I like to compete and I found the few years that I didn't do something where I was competing I just wasn't happy. It was another way for me to be healthy and to show my daughter that you can still be a girl and do stuff that most people wouldn't let you do. When I was younger I was told I couldn't box because I was a girl. I was very upset and I couldn't understand, just because I was a girl, I couldn't box. But one of my main things is that I want to be healthy for my kids. I like to hit people, too [Laughs].
[Laughs] Don't we all?
I was one of those kids when I grew up who was very angry. But the only way I can answer that question is to say that I wanted to set an example for my kids.
Absolutely. I've worked out a lot of issues in the gym. I had postpartum depression with my daughter and for a couple of years I struggled with that. I have found that I don't have those feelings when I work out. I am working out those issues in a very good way being in the gym.

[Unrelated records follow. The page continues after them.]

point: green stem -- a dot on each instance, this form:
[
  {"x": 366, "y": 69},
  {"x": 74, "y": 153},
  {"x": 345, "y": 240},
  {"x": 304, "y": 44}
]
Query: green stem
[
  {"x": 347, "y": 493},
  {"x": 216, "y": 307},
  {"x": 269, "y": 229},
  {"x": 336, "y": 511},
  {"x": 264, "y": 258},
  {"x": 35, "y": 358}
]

It is amazing how powerful martial arts can be, in all areas of your life. Do you think you will continue to compete in MMA?
Oh yeah, I am in it for the long haul. I don't start something and then drop off. Once I've committed to something, that is what I do. I went into saying that whether I was good or not, I was going to stick with it. I did not expect I would fall in love with it as much as I have. I didn't expect to meet so many great people. But this is definitely for the long haul. I don't think my mom understood that at first, but after this last fight it kind of sunk it.

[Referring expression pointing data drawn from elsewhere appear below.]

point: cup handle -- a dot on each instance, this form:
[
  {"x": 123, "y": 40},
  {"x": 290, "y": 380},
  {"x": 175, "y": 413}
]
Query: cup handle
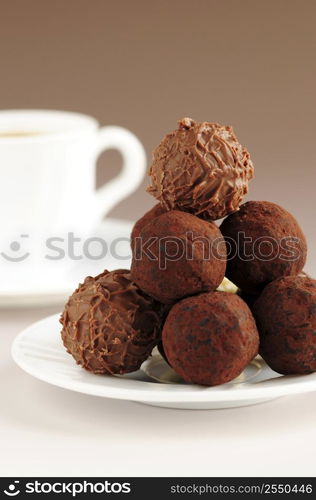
[{"x": 132, "y": 172}]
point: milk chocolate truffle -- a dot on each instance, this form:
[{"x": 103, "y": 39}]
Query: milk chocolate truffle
[
  {"x": 264, "y": 242},
  {"x": 110, "y": 325},
  {"x": 155, "y": 211},
  {"x": 286, "y": 318},
  {"x": 200, "y": 168},
  {"x": 178, "y": 254},
  {"x": 210, "y": 338}
]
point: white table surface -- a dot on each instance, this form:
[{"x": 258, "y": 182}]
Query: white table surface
[{"x": 47, "y": 431}]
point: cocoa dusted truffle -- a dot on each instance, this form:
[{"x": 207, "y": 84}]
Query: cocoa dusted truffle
[
  {"x": 286, "y": 318},
  {"x": 264, "y": 242},
  {"x": 200, "y": 168},
  {"x": 110, "y": 325},
  {"x": 178, "y": 254},
  {"x": 210, "y": 338},
  {"x": 155, "y": 211}
]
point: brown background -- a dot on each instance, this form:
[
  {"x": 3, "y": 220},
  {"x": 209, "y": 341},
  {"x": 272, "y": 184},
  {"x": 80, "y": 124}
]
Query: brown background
[{"x": 145, "y": 64}]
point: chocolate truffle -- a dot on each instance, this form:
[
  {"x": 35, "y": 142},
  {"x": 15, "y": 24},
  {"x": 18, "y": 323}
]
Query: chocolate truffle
[
  {"x": 200, "y": 168},
  {"x": 110, "y": 325},
  {"x": 264, "y": 242},
  {"x": 210, "y": 338},
  {"x": 178, "y": 254},
  {"x": 155, "y": 211},
  {"x": 286, "y": 318}
]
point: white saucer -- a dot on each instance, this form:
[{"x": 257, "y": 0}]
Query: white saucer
[
  {"x": 39, "y": 351},
  {"x": 32, "y": 283}
]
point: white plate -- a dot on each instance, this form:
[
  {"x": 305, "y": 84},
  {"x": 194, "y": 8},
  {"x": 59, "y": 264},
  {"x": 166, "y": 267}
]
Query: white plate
[
  {"x": 24, "y": 284},
  {"x": 39, "y": 351}
]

Do you give yourself rest days?
Sometimes it's Friday, sometime it is Monday, but I always try to give myself at least two days off. You have to be healthy.
What do you typically do after a fight?
We stay and watch the rest of the fights because I have other teammates to support. Depending on how bad you feel afterwards you might go out and celebrate.
Are you back in the gym the next day or do you give yourself a week off?
I attempt to give myself a week off.
What is your favorite part of your training?
Definitely the sparring. I get to hit people twice a week [laughs]. I like to do the sparring because it shows me what I need to work on and what I've improved. If I can get a good combo in on my
Sensei, I've succeeded for that five minute round. Then I'll see if I can do it on another person. So it is definitely my sparring and being able to put stuff together.
What do you think of women's MMA? Does it seem like a diverse group that is competing?
I've actually seen a pretty diverse group of women. The first girl I fought was black, then second girl was white. But I like that it is diverse. I am pretty happy about that. I've really been surprised by how awesome the WMMA community is. I've met so many people on Facebook and in person who are awesome and I really wasn't expecting that. I did track in college and you didn't find people like that. You were their competitor, you were not going to be their friend. You don't find that often.
Where do you see the sport of WMMA going?
I think we're still really young. Even though we've been doing it for years, we're still really young. It is going to take us some time to get up there where the men are. They fought a lot of the hard fights, but our fight is a little bit different. I think ten years from now we are going to be up there. It is going to be something so out of this world that people aren't really going to think "oh this is women and this is men," it is just going to be athletes. They are just going to see us as athletes competing at the best of our abilities.
Well said. Thank you so much for talking with me and for being so forthright, I really appreciate that. Will you keep us updated on any upcoming fights?
I will. I would like to send a thank-you to Bella Boxer, one of my sponsors. She sent me a rashguard and some shorts. Also to Melissa Traynor, my nutritionist and my strength and conditioning coach. She's been really wonderful, she's gotten me healthier; I've lost a ton of weight, I'm getting leaner. She's been a blessing. I don't think she realizes how much she has been, but she has. And I would like to thank Master Ferguson and my husband. Without the two of them I wouldn't be where I am now.